Tony Gordito, a grade 10 student, was sitting in the school cafeteria with his friends and enjoying the food. Chelsea said that she was going to run in the 5 km race on that weekend to raise money for the Cancer Foundation. Tony said that maybe he should run too. Everybody laughed thinking that Tony could not run. Chelsea asked, “How fast?” Tony countered, “How many minutes do you take for the 5 km run?” Chelsea said, “22 minutes”. Tony declared that he would run next year and beat her 22 minute time. Now that he had made the declaration, “Tony went to the tracks to start the training.” He walked as fast as he could with occasional jogs in between and completed the 5 km in 60 minutes. He figured that he could practice 2-3 days a week and every week he would take 2 percent less time than the previous week. If Tony remains determined to do this, do you think that after 52 weeks, he could meet the challenge of running 5 km in less than Chelsea’s 22 min?

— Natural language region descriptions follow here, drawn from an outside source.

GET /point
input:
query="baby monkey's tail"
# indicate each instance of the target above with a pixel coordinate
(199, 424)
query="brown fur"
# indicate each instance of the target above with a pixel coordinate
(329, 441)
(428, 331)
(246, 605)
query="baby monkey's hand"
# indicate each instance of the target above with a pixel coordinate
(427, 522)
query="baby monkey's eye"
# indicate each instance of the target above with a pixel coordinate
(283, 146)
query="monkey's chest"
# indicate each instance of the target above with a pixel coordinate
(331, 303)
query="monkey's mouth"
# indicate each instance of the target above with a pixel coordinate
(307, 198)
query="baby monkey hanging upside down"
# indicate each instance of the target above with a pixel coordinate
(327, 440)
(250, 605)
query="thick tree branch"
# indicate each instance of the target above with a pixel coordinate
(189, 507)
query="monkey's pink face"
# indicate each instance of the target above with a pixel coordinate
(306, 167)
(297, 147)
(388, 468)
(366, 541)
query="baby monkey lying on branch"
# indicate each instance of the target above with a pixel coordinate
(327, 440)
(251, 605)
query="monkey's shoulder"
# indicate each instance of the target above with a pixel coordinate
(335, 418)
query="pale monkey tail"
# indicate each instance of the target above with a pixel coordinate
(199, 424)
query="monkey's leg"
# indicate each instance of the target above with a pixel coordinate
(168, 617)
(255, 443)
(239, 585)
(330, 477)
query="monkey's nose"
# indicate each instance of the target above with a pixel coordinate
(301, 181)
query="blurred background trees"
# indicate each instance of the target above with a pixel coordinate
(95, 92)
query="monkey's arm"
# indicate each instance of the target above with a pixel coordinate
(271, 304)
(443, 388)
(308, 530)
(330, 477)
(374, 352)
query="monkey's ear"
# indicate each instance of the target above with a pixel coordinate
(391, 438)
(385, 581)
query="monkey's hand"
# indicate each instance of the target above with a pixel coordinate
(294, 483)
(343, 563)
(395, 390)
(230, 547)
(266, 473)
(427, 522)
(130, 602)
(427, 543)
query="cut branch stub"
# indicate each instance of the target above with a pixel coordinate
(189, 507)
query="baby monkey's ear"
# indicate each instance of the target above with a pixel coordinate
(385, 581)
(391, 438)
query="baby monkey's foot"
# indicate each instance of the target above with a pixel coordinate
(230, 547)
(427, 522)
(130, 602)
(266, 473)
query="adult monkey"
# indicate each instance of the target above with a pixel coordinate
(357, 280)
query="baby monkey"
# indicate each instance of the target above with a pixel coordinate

Tony told this story to Mrs. Clementine, the Math teacher. She said, “A picture is worth a thousand words. Why don’t you draw your timing every fourth week on a graph paper ? Oh yes, make sure that you draw a proper straight line with a ruler.”

* Solution: *Tony ran the 5 km in 60 min on the weekend. After each week he will take 2% less time than the previous week. Therefore time after n weeks will be 60 x (1- 0.02)^{n} or 60 x 0.98^{n}. In order to get a straight line, Tony had to plot the 5k run time on a log scale. He got a single cycle semilogarithmic paper and graphed the data as shown. Clearly he beat Chelsea’s time of 22 minutes as shown in the graph with an arrow (Fig. 13.2).